Characterization of Crack Growth Acceleration of V-added Precipitation-strengthened High-Mn Austenitic Steel in High-pressure Gaseous Hydrogen Environment

Abstract

To verify the crack growth resistance of the V-added precipitation-strengthened high-Mn austenitic steel subject to a static and dynamic loading in a hydrogenated environment, the fracture toughness test and two types of fatigue crack growth (FCG) test, i.e., stress intensity factor range ΔK-increasing and ΔK-constant tests were performed under high-pressure gaseous hydrogen environment under the pressure of 95 MPa. The fracture toughness dramatically decreased from 95 to 35 MPa∙m^1/2 by hydrogen occlusion. The fracture surface consists of intergranular fracture aspects in gaseous hydrogen despite being covered by the dimples tested in air. The FCG acceleration was also pronounced: more acceleration emerged as the ΔK became higher.
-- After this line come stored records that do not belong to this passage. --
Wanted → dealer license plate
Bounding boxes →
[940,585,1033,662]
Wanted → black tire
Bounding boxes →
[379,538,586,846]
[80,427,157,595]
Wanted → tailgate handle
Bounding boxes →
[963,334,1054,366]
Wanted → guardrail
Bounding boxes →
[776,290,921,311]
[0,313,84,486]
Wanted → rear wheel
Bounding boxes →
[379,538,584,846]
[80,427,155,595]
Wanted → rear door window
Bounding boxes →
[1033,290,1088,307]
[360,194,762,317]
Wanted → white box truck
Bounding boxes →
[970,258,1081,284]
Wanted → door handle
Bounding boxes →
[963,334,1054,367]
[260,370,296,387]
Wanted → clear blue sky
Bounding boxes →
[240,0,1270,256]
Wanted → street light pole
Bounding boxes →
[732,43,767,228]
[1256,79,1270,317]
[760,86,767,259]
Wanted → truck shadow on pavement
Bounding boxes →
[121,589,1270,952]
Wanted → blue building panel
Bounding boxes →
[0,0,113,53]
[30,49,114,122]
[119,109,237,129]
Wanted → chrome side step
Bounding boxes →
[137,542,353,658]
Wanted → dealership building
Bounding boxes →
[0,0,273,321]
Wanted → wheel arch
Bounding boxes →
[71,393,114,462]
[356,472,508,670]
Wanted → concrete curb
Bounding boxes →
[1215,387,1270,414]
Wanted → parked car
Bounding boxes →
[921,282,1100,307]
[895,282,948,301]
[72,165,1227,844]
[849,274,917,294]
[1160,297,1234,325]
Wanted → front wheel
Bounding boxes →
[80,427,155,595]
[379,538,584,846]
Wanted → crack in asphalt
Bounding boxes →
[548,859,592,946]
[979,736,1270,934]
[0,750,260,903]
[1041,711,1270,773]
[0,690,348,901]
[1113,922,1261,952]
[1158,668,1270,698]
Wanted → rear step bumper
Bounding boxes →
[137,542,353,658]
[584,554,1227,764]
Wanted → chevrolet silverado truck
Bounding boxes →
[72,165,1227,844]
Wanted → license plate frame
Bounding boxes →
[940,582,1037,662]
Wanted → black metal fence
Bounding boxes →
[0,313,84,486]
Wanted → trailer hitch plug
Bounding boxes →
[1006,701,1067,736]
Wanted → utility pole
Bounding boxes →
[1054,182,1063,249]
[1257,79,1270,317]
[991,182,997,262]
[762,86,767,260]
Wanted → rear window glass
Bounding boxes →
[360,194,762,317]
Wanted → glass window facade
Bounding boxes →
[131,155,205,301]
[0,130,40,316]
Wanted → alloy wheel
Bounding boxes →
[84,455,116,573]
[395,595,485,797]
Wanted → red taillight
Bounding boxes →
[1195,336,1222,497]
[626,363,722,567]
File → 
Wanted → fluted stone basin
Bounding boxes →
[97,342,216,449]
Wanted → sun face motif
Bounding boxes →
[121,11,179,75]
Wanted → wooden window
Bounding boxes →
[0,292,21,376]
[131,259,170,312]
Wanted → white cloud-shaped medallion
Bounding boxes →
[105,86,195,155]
When changing the loading frequency f as 1, 0.1, 0.01, and 0.001 Hz under constant ΔK of 30 MPa∙m^1/2, the relative FCG rate in gaseous hydrogen to that in air became higher as f decreased, i.e., the dependency of FCG acceleration on the crack opening time. However, the acceleration did not completely depend on the crack opening time, which means a part of FCG acceleration was dominated by crack tip plasticity under cyclic loading. The scanning electron microscopy (SEM) characterization, including the electron-channeling contrast (ECC) imaging and the electron backscatter diffraction (EBSD) analysis, demonstrated that the crack preferentially propagates along grain boundary in the hydrogenated environment. The micro-void and/or micro-crack ahead of the primary FCG crack initiated at the M₂₃C₆ carbides precipitated at the grain boundary, which triggered the dramatic acceleration of FCG under 95 MPa gaseous hydrogen.